Lors de la lecture du verdict retransmise en direct, la cour d’appel a dit le reconnaître coupable d’avoir empêché en janvier 2025 les enquêteurs de pénétrer à l’intérieur de la résidence présidentielle pour procéder à son arrestation. Yoon avait écopé en première instance d’une peine d’emprisonnement de cinq ans.
L’équipe du procureur spécial avait demandé 10 ans de prison dans son réquisitoire. Les avocats de Yoon ont qualifié ce jugement d’«inacceptable» et ont fait part de leur intention de faire appel auprès de la Cour suprême.
La cour d’appel a rejoint pour la majorité des points l’avis du tribunal de première instance, en reconnaissant la culpabilité de l’ancien président pour avoir ordonné la destruction de données téléphoniques, ainsi que pour avoir demandé dans les jours qui ont suivi cet épisode d’élaborer une version modifiée du texte de proclamation de la loi martiale, qui a finalement été détruite.

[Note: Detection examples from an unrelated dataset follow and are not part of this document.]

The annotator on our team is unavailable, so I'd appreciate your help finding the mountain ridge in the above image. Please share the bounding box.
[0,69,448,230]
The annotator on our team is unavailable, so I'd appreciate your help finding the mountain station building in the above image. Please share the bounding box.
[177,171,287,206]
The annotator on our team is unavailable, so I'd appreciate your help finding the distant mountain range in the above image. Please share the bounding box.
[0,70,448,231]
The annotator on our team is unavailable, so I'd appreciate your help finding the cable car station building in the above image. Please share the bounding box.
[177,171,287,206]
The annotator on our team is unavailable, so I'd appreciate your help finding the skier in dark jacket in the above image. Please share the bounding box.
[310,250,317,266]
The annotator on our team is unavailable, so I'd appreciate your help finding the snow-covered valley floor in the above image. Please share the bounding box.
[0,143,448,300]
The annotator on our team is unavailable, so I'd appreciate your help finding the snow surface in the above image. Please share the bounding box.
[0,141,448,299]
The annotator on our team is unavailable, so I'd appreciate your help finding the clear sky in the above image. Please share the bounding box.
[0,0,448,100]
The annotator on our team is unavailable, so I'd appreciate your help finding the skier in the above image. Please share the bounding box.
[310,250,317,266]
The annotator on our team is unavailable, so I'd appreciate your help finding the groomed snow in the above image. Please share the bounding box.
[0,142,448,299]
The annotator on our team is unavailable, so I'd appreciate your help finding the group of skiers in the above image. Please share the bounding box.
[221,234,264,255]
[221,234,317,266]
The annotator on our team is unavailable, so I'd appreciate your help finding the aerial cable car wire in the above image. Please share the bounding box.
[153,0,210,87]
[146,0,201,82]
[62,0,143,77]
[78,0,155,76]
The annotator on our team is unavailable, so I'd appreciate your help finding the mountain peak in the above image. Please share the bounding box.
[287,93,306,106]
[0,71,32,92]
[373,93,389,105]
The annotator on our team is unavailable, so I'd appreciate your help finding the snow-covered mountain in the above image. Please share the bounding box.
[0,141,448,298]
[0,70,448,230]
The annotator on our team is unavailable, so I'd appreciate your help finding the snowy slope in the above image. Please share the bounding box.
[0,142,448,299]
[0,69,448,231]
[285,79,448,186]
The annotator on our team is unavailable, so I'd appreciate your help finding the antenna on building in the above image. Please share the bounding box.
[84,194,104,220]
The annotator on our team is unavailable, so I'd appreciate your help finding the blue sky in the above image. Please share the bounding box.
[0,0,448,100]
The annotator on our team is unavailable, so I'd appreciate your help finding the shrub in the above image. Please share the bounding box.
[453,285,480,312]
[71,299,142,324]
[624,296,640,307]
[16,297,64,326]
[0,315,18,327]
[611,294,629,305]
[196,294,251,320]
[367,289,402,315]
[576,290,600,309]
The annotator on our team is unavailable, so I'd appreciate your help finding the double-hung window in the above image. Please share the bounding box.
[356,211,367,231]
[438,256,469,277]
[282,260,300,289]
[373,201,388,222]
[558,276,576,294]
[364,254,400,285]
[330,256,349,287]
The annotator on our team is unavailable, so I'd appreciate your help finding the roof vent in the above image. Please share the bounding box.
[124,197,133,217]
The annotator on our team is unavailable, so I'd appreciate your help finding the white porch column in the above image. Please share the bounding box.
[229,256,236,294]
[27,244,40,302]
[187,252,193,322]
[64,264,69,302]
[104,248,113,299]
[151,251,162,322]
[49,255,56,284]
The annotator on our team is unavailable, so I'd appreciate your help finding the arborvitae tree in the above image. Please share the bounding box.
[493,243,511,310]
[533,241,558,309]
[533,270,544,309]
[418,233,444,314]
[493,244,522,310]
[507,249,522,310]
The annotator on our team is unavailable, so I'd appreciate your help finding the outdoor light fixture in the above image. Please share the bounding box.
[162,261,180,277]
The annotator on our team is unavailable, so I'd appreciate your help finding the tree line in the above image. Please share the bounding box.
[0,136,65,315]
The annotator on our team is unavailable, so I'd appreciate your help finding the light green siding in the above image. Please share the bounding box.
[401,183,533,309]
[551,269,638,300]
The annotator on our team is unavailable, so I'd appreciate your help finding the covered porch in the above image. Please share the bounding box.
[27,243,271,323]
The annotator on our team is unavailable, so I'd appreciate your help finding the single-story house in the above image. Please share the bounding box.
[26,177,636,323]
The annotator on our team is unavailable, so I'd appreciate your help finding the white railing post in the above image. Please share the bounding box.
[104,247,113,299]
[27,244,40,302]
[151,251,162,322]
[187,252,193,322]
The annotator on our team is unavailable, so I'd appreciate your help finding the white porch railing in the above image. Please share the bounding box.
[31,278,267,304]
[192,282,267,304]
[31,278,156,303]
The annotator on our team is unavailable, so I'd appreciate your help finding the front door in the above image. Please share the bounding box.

Yoon a également été reconnu coupable d’infraction au droit de délibération des membres du conseil des ministres, ayant convoqué seulement une partie d’entre eux à la réunion qui devait leur permettre d’examiner le plan de loi martiale.
Si la juridiction de première instance avait jugé que Yoon n’avait pas porté atteinte au droit de deux des membres du conseil des ministres, qui ne s’étaient pas présentés alors qu’ils avaient reçu une convocation, la cour d’appel a estimé au contraire que Yoon leur avait également porté préjudice.
De même, le tribunal a annulé l’acquittement prononcé par la juridiction inférieure concernant le chef d’abus de pouvoir pour avoir ordonné la distribution de communiqués de presse justifiant sur la base de fausses informations la proclamation de la loi martiale.
L’ex-président fait l’objet d’un total de huit procès en lien avec son imposition éphémère de la loi martiale, ainsi que pour des accusations de corruption impliquant son épouse et une affaire d’ingérence dans l’enquête sur le décès d’un Marine en 2023.
En février, un tribunal de première instance l’a condamné à la réclusion criminelle à perpétuité pour avoir cherché à mener une insurrection à l’aide de sa proclamation de loi martiale.